Due anni fa, l'inversione di rotta: Alberto Barbera, nuovo direttore, ferma il leone orientale, stoppa la cinematografia anglofona, impone un titolo italiano, infine conferma quest'anno, con un ambiguo premio ad un film svedese - e qui qualcuno che alza la mano per dire “so chi è il regista” è certamente in malafede – la propria forza e soprattutto immette una distanza siderale dal cinema effettivamente consumato in sala.
Chiaramente, la tendenza al riconoscimento del titolo ignoto è rimasta: ci si può chiedere, allora, a chi giova un siffatto Festival ? Non allo spettatore; non certo al cinefilo (vedere le recensioni deludenti in linea generale), neppure al distributore, giacché ben pochi dei film vedranno la luce in sala regolarmente (ciò non significa che, a macchia di leopardo non li si possa trovare disponibili, anche perché ci saranno le rassegne “Venezia a...” nelle metropoli abbinate al cartellone).
Tuttavia, è indubitabile che questo “sistema” premia il Festival stesso: il Direttore, in qualche modo, impedisce che ci sia un “vero” riconoscimento, e non è certo un caso che molte carriere siano finite alla presentazione lagunare del film. Come a dire: “io, noi siamo la Mostra d'arte Cinematografica, voi, autori o meno, siete qui perché l'abbiamo voluto noi”. Un sistema, in fondo, non lontano da quello mafioso: ed è mafioso, perché non dirlo, il reclutamento cinematografico.

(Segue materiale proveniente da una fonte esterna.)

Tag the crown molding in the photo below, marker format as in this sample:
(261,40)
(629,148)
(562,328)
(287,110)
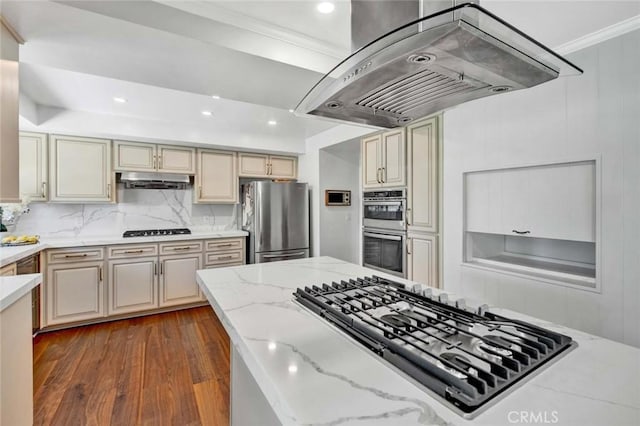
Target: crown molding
(601,35)
(11,30)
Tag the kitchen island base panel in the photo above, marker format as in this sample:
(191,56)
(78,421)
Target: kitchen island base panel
(248,404)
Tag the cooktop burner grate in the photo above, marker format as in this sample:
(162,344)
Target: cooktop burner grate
(465,357)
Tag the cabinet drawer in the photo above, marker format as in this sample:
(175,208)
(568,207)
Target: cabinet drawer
(224,258)
(181,247)
(224,265)
(224,245)
(75,254)
(132,251)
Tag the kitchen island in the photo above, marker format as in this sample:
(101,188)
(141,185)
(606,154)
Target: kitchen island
(290,367)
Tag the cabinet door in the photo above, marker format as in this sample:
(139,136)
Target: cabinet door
(422,197)
(80,170)
(393,159)
(74,292)
(253,165)
(422,260)
(132,285)
(176,159)
(371,162)
(134,157)
(34,176)
(217,177)
(283,167)
(178,279)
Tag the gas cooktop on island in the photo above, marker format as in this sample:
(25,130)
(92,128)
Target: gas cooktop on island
(465,358)
(156,232)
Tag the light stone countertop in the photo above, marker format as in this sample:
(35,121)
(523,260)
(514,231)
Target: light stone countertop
(14,287)
(338,382)
(9,255)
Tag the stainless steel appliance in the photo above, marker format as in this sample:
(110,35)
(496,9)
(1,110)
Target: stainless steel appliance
(384,250)
(414,58)
(466,358)
(31,265)
(336,197)
(385,209)
(276,215)
(156,232)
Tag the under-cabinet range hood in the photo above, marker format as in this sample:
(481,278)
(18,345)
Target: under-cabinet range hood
(414,58)
(146,180)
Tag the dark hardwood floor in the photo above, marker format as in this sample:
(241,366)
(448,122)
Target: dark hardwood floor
(161,369)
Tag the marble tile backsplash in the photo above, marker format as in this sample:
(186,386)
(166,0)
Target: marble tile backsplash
(135,209)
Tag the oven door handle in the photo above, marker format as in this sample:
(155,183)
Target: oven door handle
(383,236)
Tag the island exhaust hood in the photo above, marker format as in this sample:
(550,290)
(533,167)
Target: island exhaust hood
(421,66)
(145,180)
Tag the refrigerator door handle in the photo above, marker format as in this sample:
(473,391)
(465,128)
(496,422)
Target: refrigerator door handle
(271,256)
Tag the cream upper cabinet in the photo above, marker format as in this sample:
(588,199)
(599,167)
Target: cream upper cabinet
(34,166)
(422,171)
(217,177)
(176,159)
(270,166)
(422,259)
(145,157)
(383,160)
(134,157)
(80,170)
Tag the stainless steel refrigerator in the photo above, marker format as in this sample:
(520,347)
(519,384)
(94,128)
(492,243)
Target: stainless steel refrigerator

Va da sé che lo si può ignorare, tanto più che rassegne quali Roma, Toronto, Torino, Sundance, Berlino, Locarno cominciano ad avere un certo peso, che prima non si sarebbero neppure sognate! Ma il punto è : Venezia riceve più contributi in assoluto di qualsiasi altra manifestazione nel mondo! E non fa onore al denaro speso. Prima o poi, e me lo auguro, lo spettatore scenderà in piazza: come un metalmeccanico, come un arrabbiato con il sistema. Come fecero i nostri padri, in fondo. (Ma mi chiedo se c'è ancora qualcuno che ricordi figure di protesta cinematografica come Elio Petri: "Non si andava a ritirare i premi. Perché il nostro era un cinema d'arte, un cinema popolare, un cinema di riflessione. Un cinema contro la censura. Eravamo tutti arrabbiati, tutti contro un sistema").
Un'ultima considerazione: l'unico film italiano premiato in questi anni (“Sacro GRA”) ha definitivamente rimesso in discussione la serietà degli esponenti del Lido. E' come se il prestigio, l'indiscusso fascino della manifestazione passasse in secondo piano, tanto è stata palese la vittoria a “priori”, poiché resta improponibile immaginare davvero che un film di tal tipo nutra consensi, siano o meno unanimi, tra i giurati. E d'altra parte si trattava di un “non-film”, neppure un vero documentario. Il “sottotono” evidente quest'anno, allora, è anche frutto di una irreversibile caduta. Non possiamo che augurarcelo: solo con la fine di quest'epoca di raccomandazioni evidenti, possiamo ricostruire il cinema, come accadde nella seconda metà degli anni '70, quando il Festival non si tenne, per poi ritornare più grande, almeno per un po'.